I don’t have limitations with outside grilling space, but for much of the summer it’s just too darn hot to stand outside and watch meat cook. Even with cold beer.

So for this yogurt-marinated chicken recipe, the chicken is seared on the stove, and finished in the oven, just like one would do with really thick steaks. I’ve never thought to “finish” chicken in the oven!

Mr. Bourdain doesn’t give any insight into the yogurt marinade, which is disappointing, because it’s sort of Indian, but not really.

Here’s the recipe.

Cast-Iron Grilled Chicken

1 1/2 cups plain whole milk yogurt
1/4 cup olive oil
1 tablespoon ground cumin
15 cardamom pods, crushed
1 tablespoon dried oregano
1 teaspoon freshly ground black pepper
2 to 2 1/2 lbs. boneless, skinless chicken thighs
1-2 tablespoons canola or grape seed oil
Salt to taste
Hot sauce, optional

In a medium mixing bowl, whisk together the yogurt, olive oil, cumin, cardamom, oregano, and pepper.

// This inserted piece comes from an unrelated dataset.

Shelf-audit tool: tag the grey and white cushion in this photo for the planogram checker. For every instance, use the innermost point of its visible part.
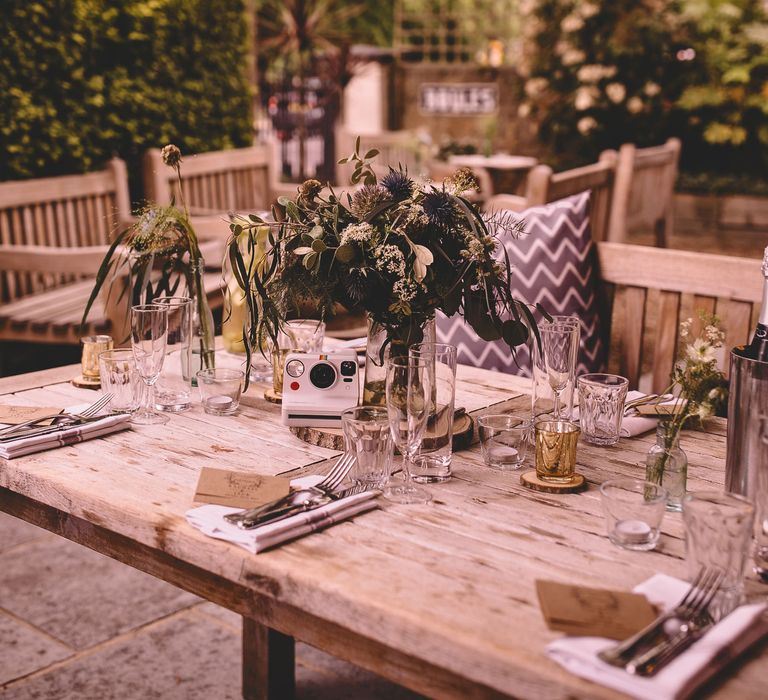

Place the chicken in a plastic zip-seal bad and pour the yogurt mixture over, making sure each piece of chicken is evenly coated on all sides. Seal and refrigerate for at least 2 hours and up to 24 hours.

Preheat the oven to 400 degrees F. Remove the chicken from the refrigerator and let it sit at room temperature for about 15 minutes.

Rub a grill pan with 1-2 tablespoons of oil, depending on its size. This is the grill pan I used. It has nice sharp edges, even though most of the time I don’t get the char stripes. It’s a Le Creuset.

Begin to heat the grill pan over high heat; you’ll know it’s ready to go when you can see waves of heat shimmering off it. This would be a good time to turn on your kitchen vent and turn any other fans on.

Remove the chicken from the marinade, letting any excess drip off. Pat the chicken dry with paper towels and season it liberally with salt.

Place on the hot grill pan and let cook, undisturbed, for 6 to 7 minutes, so that is is distinctly grill marked.

Using tongs, turn the chicken to cook on the other side for about 5 minutes.

As you can tell, there are no char stripes. However, I did forget to remove the skin on the thighs.

I “grilled” the thighs in two batches. Transfer the chicken, still on the grill pan, to the hot oven to finish cooking for about 10 minutes. The internal temperature should be 150 degrees F at the thickest part.

Remove from the oven, let rest for a few minutes, then serve, sliced or whole, with hot sauce if desired. The flavor of the chicken is fantastic. The cardamom, cumin, and oregano really worked together.

So in the future I think I’ll stick with my cast-iron skillet, and not worry about grill marks.

The whole concept of charring/searing the chicken on the stove, then finishing it in the oven is brilliant. And it worked beautifully. I will certainly be using this technique in the future.

Oh, and adding hot sauce? Brilliant!!!